Familiares de ex-dançarino morto a tiros em boate fazem protesto

Com cartazes e camisas estampadas com a foto de Marcelo, o grupo fez uma oração no local e pediu justiça

Redação
Foto: Alessandro Portugal/Arquivo pessoal
Foto: Alessandro Portugal/Arquivo pessoal

 

Um protesto organizado por familiares e amigos do ex-dançarino Marcelo Tosta, que foi morto dentro do Coliseu do Forró, em dezembro de 2016, aconteceu em frente à casa de show, em Patamares, na manhã deste sábado (7). Com cartazes e camisas estampadas com a foto de Marcelo, o grupo fez uma oração no local e pediu justiça.

“A casa de shows continua funcionando normalmente.
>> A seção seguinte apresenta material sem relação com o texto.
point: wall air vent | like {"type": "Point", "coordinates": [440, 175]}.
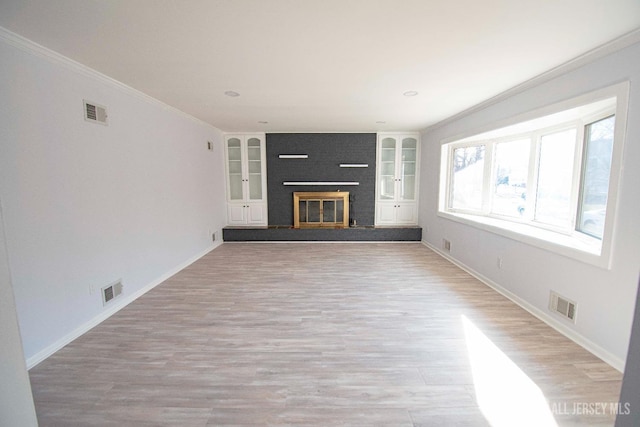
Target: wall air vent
{"type": "Point", "coordinates": [562, 306]}
{"type": "Point", "coordinates": [111, 292]}
{"type": "Point", "coordinates": [95, 113]}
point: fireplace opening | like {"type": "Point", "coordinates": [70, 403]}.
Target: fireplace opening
{"type": "Point", "coordinates": [312, 209]}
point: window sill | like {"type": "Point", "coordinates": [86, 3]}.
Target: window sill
{"type": "Point", "coordinates": [577, 246]}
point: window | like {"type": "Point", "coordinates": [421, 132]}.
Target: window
{"type": "Point", "coordinates": [595, 178]}
{"type": "Point", "coordinates": [468, 172]}
{"type": "Point", "coordinates": [510, 178]}
{"type": "Point", "coordinates": [547, 179]}
{"type": "Point", "coordinates": [555, 172]}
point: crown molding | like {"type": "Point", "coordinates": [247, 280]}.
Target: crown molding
{"type": "Point", "coordinates": [601, 51]}
{"type": "Point", "coordinates": [19, 42]}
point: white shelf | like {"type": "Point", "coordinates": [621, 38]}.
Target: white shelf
{"type": "Point", "coordinates": [293, 156]}
{"type": "Point", "coordinates": [321, 183]}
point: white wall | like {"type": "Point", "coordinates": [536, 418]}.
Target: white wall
{"type": "Point", "coordinates": [605, 297]}
{"type": "Point", "coordinates": [87, 204]}
{"type": "Point", "coordinates": [16, 403]}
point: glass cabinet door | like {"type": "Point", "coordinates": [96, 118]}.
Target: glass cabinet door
{"type": "Point", "coordinates": [254, 157]}
{"type": "Point", "coordinates": [408, 169]}
{"type": "Point", "coordinates": [234, 154]}
{"type": "Point", "coordinates": [387, 169]}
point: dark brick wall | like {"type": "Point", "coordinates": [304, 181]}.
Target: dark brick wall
{"type": "Point", "coordinates": [326, 151]}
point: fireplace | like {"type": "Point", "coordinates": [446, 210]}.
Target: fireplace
{"type": "Point", "coordinates": [312, 209]}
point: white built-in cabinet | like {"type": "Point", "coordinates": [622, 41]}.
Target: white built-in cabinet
{"type": "Point", "coordinates": [246, 180]}
{"type": "Point", "coordinates": [397, 179]}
Não tem câmeras, o alvará de funcionamento é irregular, continua o povo entrando armado. Mesmo no dia seguinte ao crime a casa funcionou”, disse Alessandro Portugal, amigo da vítima ao site G1.

A assessoria do estabelecimento divulgou nota oficial onde nega as acusações. “O Coliseu do Forró informa que sempre teve alvará de funcionamento, e todos os itens exigidos em Salvador. Depois do ocorrido, a casa só abriu apenas duas vezes para eventos terceirizados. Quantos às câmeras de segurança, no dia do crime a casa tinha retirado por causa do alto índice de salinidade do local, que danifica a cada três meses o equipamento, e já foi recolocada. Há três semanas a casa não funciona, diferentemente do que foi dito”, diz o texto.